I sometimes wish she were not such a democrat, for reasons of hygiene, but I think it better to wash her often and let her make friends rather than keep her in cotton wool and under glass. Every day I take her for a ride in her tumble-down fourth-hand carriage up the road to the Big Trees, where our village road meets the old Marco Polo trail, and there on the turf under the two huge fig trees which are our landmark, she gets out and pushes the carriage, digs holes, and collects flowers in her tiny basket. Here we usually meet various villagers, tribespeople, Tibetans, soldiers, all the miscellany of the back country, going about on their various occasions, on foot, on horse or donkey back, in horse carts, jeeps, and trucks; and they all stop for a look at “Toots” and a word with her.

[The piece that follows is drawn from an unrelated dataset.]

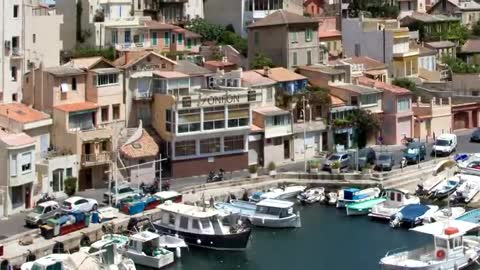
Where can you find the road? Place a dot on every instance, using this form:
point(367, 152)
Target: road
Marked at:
point(15, 224)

She is very much interested in them all, smiles, and says “Morning” to anyone in Western shoes, and “Halloo” to people in sandals! Fortunately she prefers not to be touched, but she is not afraid of anyone. Everyone in China likes babies, and all the mothers with babies strapped to their backs ask just the same professional questions Western mothers ask: How old is baby? Boy or girl? Can she walk alone? How many teeth? Can she talk? What does she eat? I know what they ask and have the answers all ready, and can return the questions for their statistics, although I can’t understand what they say in reply. They are always astonished when I admit that I no longer nurse the baby, but feed her on cow’s milk!
This must be sent by air mail, so I must stop while it is still a reasonable weight.